Tripsacum australe

Scientific classification
- Kingdom: Plantae
- Clade: Tracheophytes
- Clade: Angiosperms
- Clade: Monocots
- Clade: Commelinids
- Order: Poales
- Family: Poaceae
- Subfamily: Panicoideae
- Genus: Tripsacum
- Species: T. australe
- Binomial name: Tripsacum australe (H.C.Cutler & E.S.Anderson, 1941)

= Tripsacum australe =

- Genus: Tripsacum
- Species: australe
- Authority: (H.C.Cutler & E.S.Anderson, 1941)
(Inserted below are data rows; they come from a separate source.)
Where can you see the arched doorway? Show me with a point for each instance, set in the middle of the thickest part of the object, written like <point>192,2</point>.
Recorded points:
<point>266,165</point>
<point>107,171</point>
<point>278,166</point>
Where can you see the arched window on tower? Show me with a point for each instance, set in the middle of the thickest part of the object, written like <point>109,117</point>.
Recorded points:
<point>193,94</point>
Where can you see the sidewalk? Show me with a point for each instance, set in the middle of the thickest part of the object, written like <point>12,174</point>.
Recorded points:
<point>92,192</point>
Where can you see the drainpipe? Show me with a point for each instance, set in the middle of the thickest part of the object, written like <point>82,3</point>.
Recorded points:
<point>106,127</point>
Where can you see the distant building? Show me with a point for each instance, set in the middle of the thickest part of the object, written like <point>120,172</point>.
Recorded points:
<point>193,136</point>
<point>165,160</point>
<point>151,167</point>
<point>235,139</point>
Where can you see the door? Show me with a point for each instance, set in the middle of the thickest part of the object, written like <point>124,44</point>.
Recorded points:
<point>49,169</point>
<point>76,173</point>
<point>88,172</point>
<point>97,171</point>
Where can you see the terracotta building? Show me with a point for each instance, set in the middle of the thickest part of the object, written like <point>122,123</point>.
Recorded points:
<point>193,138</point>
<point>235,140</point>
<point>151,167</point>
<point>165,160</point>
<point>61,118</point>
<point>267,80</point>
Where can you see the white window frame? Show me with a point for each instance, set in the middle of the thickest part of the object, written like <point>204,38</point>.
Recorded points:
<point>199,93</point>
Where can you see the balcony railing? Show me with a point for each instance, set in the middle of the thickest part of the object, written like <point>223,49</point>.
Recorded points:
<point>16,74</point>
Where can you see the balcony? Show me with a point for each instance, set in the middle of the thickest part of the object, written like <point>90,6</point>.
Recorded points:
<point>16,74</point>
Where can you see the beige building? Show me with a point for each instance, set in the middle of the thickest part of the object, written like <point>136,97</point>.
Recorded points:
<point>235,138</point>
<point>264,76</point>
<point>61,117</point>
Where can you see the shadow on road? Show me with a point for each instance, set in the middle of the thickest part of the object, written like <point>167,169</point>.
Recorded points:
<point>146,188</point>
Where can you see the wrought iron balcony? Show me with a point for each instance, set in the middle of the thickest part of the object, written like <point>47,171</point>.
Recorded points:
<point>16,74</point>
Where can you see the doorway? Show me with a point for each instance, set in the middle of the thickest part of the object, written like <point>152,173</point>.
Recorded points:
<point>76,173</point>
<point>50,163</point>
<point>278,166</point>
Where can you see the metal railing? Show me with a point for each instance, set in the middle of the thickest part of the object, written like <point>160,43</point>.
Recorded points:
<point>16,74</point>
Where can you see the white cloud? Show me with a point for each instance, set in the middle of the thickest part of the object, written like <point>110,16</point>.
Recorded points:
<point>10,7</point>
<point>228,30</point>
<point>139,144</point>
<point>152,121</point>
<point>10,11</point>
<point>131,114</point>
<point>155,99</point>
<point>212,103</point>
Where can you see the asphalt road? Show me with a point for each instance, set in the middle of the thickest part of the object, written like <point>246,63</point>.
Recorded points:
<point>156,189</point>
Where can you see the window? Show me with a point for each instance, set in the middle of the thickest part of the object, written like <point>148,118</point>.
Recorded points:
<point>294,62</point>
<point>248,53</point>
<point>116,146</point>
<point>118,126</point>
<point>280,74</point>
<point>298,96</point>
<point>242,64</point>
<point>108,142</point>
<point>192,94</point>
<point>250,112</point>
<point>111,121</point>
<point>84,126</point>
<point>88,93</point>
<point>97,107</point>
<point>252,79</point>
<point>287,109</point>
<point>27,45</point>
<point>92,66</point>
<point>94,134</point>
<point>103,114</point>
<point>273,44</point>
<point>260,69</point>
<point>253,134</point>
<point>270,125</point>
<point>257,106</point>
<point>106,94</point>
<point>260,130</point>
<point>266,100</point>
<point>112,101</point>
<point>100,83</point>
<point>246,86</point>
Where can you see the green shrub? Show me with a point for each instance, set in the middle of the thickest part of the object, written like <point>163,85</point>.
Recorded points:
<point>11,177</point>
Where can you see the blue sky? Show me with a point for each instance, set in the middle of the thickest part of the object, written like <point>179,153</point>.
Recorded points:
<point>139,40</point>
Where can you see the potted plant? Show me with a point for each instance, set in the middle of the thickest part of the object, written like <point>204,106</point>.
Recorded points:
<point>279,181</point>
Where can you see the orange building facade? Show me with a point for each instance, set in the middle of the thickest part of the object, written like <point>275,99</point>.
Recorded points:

Species of flowering plant

Tripsacum australe is a species of grass in the family Poaceae. It is a perennial or rhizomatous geophyte which grows primarily in the wet tropical biome and is endemic to South America. Some common Spanish names for this species, according to Universidad Nacional de Columbia, include 'arroz silvestre', 'cañarote', and 'gramalote'.

== Distribution ==
T. australe is native to Bolivia, North Brazil, Central-West Brazil, Colombia, French Guiana, Guyana, Paraguay, Peru, Suriname, Trinidad-Tobago, and Venezuela.

== Genetics ==
The two known varieties of T. australe are diploid (2n = 36). Both varieties can cross and produce fertile hybrids with each other. These two varieties have also been crossed with Tripsacum dactyloides var. meridonale (2n = 36) these hybrids are partially sterile.